Avrebbe potuto andare alla Torre, un luogo dove tutto era sotto il suo controllo, l'unico spazio che davvero le apparteneva. Lì, bastava un suo sguardo perché chiunque obbedisse senza fare domande e avrebbe potuto sentirsi di nuovo al sicuro, senza che nessuno le dicesse cosa fare o come comportarsi. Ma non scelse la strada per la Torre.

Invece, svoltò in una direzione diversa. I suoi passi erano rapidi, decisi, eppure ogni metro la portava a domandarsi se stesse davvero andando nella direzione giusta, o se stesse solo per fare una cazzata di cui presto si sarebbe pentita.

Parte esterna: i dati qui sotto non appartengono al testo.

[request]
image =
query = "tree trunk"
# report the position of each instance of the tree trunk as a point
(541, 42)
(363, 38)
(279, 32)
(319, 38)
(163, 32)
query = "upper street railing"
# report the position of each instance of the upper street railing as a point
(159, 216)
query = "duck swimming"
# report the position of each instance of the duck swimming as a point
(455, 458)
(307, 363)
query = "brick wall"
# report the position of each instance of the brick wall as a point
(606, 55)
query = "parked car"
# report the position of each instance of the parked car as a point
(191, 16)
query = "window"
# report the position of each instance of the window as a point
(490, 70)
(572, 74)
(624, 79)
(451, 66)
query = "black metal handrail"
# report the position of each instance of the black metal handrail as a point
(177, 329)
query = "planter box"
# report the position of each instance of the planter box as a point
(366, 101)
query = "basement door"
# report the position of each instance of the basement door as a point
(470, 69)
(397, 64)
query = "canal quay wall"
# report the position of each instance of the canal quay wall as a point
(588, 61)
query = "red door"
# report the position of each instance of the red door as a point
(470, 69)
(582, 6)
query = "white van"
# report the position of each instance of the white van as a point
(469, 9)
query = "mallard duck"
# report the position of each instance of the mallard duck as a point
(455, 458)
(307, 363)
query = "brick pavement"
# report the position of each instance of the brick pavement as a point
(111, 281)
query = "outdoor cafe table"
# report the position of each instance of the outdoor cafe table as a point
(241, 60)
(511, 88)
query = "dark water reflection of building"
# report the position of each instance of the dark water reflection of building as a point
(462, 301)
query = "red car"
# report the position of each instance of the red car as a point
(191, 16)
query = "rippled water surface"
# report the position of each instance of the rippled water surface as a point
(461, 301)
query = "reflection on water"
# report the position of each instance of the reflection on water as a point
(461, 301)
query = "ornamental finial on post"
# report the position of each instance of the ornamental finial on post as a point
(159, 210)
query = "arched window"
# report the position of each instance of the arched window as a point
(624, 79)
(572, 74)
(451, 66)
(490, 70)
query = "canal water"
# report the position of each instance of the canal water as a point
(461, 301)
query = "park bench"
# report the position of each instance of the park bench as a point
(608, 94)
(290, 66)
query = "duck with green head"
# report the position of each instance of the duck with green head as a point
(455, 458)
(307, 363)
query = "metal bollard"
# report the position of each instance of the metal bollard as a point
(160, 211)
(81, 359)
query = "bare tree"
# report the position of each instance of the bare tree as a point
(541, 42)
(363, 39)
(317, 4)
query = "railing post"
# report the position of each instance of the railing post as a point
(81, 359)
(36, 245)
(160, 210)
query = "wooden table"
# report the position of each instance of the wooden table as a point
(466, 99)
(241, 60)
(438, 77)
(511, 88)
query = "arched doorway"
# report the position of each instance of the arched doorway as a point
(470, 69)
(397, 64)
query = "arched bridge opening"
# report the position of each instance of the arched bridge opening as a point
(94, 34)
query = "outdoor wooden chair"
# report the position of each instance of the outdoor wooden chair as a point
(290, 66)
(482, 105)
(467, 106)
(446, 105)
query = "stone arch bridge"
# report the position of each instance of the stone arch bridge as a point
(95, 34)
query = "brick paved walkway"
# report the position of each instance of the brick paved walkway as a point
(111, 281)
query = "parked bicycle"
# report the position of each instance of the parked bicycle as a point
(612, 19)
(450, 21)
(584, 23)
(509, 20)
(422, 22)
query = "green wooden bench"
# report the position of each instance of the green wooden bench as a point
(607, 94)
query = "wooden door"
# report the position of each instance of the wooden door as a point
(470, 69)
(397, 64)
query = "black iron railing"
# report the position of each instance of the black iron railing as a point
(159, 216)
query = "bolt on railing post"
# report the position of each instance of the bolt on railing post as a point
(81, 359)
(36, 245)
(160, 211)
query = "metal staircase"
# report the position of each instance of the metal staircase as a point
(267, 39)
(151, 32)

La strada era quasi deserta, solo le luci dei lampioni accompagnavano il suo percorso, mentre nella sua mente i pensieri si accavallavano caotici. Non sapeva cosa cercasse esattamente, ma sapeva di essere stanca di sentirsi trattenuta e limitata, specialmente da suo padre.

Così continuò a camminare, fino a quando il suono di un campanello risuonò nel silenzio della notte.

<<Che ci fai qui?>> chiese Aden, sorpreso e sospettoso mentre la analizzava dalla testa ai piedi.

<<Ho bisogno di un posto dove stare>> ammise Natasha, con un'imbarazzante sincerità che ormai non poteva più tirarsi indietro.

<<Se vuoi entrare qui dimmi seriamente chi sei. Perché non mi fido di te.>> intervenne Lexa mentre scendeva le scale, incrociando le braccia e lanciando un'occhiata scettica.

<<Sono il capo dei Bunt...>> rivelò, consapevole che quella frase poteva scatenare il caos.